東京一極集中 コロナ後へ分散化推進を

6月1日 07:15

 新型コロナウイルスの感染拡大では、密閉、密集、密接の「3密」を避けることが難しい大都市の脆[もろ]さが世界的にクローズアップされた。日本では特に、総人口の3割弱が集中する東京圏(東京、神奈川、埼玉、千葉)の4都県で、国内感染例の約半数までを占め、緊急事態宣言下での活動制限が経済などの中枢機能をまひさせて、他の地域にも大きな影響を及ぼすことになった。

 地震などの災害でも指摘されていた東京一極集中のリスクの高さが、改めて顕在化したと言えよう。コロナ後を見据えた「新しい生活様式」では、日本の社会構造自体を変革して、地方にもバックアップ機能を置く分散化の推進が求められる。

 総務省が4月に公表した2019年10月1日時点での人口推計によると、外国人を含む日本の総人口は前年より27万6千人少ない1億2616万7千人で、9年連続のマイナスだった。

止まらぬ人口流入

 人口が増えたのは東京圏と滋賀、愛知、沖縄の7都県にとどまった。東京圏は前年比14万5千人の増加。大阪、名古屋という他の大都市圏では人口減が続く中、流入は止まらず、一極集中は加速している。

 安倍晋三政権は、15年度を初年度とした看板政策「地方創生」で、20年中の東京圏への流入是正を最重要課題に掲げていたが、24年度への先送りを余儀なくされた。

 「地方創生」1期目では、政府機関や企業の地方移転、東京23区の大学定員の抑制などの政策を実施したものの、効果は極めて限定的だった。

 20年度からの2期目は、都市部に住みつつ副業や伝統行事への参加などで地方に関わる人を増やすという「関係人口」の拡大を打ち出した。しかし1期目の失敗を検証せぬまま、新たな施策を机上でひねり出したという印象が強く、早くも手詰まり感が漂っている。

効率性がリスクに

 1期目では、特に企業の地方移転・拠点拡充が数値目標の1割にも届かなかった。

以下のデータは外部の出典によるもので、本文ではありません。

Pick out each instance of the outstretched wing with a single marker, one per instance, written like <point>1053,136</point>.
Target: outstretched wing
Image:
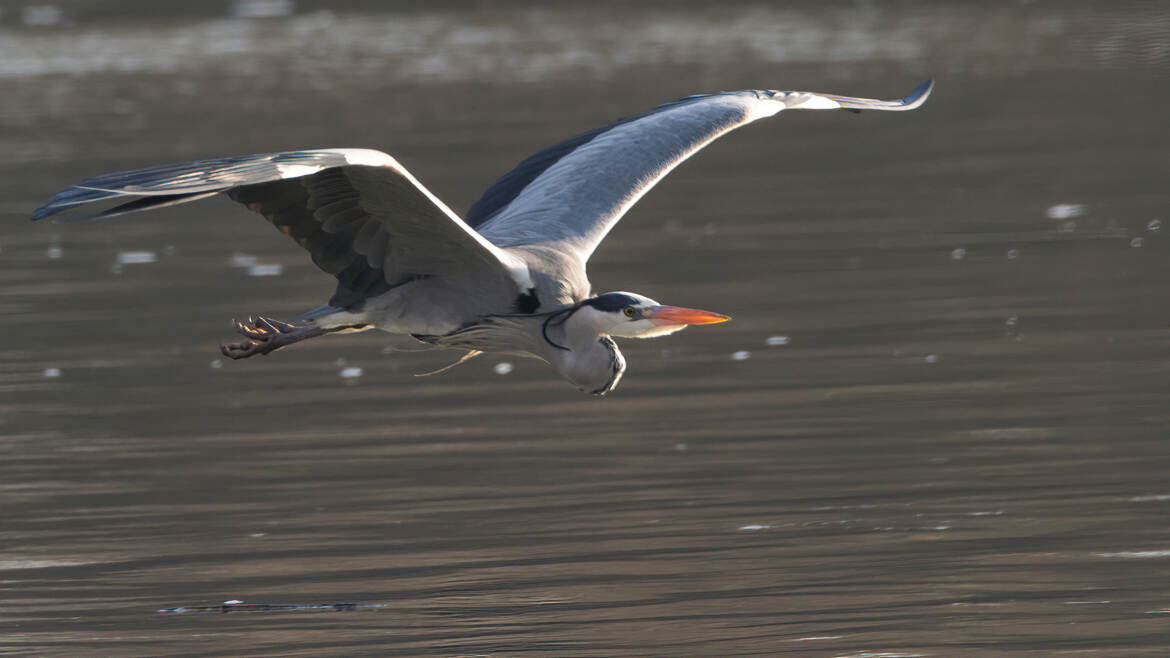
<point>570,196</point>
<point>362,216</point>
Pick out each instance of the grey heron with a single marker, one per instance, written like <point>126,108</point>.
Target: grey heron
<point>507,278</point>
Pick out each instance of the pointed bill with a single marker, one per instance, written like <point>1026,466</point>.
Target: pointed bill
<point>679,315</point>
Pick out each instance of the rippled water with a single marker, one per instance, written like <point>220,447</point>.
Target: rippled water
<point>935,427</point>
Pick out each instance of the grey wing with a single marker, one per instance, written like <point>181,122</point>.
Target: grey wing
<point>570,196</point>
<point>362,216</point>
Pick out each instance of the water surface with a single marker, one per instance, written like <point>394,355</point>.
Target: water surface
<point>954,446</point>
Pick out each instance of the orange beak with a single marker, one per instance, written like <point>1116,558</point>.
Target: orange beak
<point>679,315</point>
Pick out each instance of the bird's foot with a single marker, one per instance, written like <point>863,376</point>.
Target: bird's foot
<point>265,335</point>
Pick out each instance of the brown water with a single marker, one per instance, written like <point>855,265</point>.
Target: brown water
<point>961,449</point>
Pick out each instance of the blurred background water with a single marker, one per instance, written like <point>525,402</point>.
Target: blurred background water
<point>935,427</point>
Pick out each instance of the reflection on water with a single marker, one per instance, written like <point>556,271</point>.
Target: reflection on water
<point>936,425</point>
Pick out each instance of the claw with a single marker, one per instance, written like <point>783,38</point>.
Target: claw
<point>265,335</point>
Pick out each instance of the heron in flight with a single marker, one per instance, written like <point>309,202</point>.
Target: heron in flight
<point>507,278</point>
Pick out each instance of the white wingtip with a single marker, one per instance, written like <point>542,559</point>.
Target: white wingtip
<point>812,101</point>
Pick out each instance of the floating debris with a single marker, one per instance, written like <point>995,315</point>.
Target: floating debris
<point>1066,211</point>
<point>241,607</point>
<point>136,258</point>
<point>240,259</point>
<point>266,269</point>
<point>42,15</point>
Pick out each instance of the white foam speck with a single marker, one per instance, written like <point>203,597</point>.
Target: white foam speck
<point>261,8</point>
<point>1066,211</point>
<point>136,258</point>
<point>266,271</point>
<point>1135,554</point>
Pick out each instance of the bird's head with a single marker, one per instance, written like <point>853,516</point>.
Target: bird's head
<point>630,315</point>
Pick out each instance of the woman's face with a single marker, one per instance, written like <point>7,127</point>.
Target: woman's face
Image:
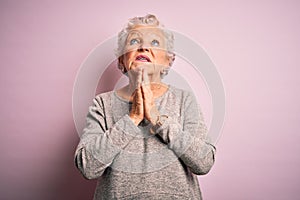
<point>145,47</point>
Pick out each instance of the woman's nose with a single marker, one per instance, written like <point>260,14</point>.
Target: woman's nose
<point>143,48</point>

これは、国内総生産(GDP)の3割以上を占める東京圏に集中的に社員を配置することが経済活動上、効率的であり合理的であるとの企業の意識が根強いことを示すものだろう。

 しかし、今回のコロナ禍では、そうした効率性が感染のリスクとなることがあらわとなった。社員が一斉に都心部のオフィスに通って働くという、これまで当たり前とされてきた企業活動は見直しを迫られ、テレワークやオンライン会議が急速に広がった。

 デジタル技術の活用によって、社員がオフィスに集まらずとも可能な仕事が多いことを示したと言えよう。新しい働き方が普及すれば、社員は都市部に住む必要はなくなる。企業側にとってもオフィスのコスト削減につながるなど、利点は多いはずだ。

 東京圏のリスクについては、直下型地震に加え、政府の中央防災会議作業部会が3月、富士山大規模噴火を想定し中枢機能の長期間のまひを警告した。今回のコロナ禍でも流行の第2波とそれに伴う医療崩壊が懸念されている。

持続可能な社会に

 抜本的な対策には、多極分散型の国土への転換しかあるまい。こうした構造の変化こそが、災害や感染症にも強い持続可能な社会をもたらすはずだ。先に紹介したテレワークなどに加え、教育でのオンライン授業、医療でのオンライン診療など、今回のコロナ禍で広がったデジタル利用が、都市と地方との情報格差を埋めていくことを期待したい。政府や経済界が改めて長期的戦略を示すとともに、各自治体も機能分散の受け皿となるために、デジタル環境づくりなどの取り組みを強化すべきだ。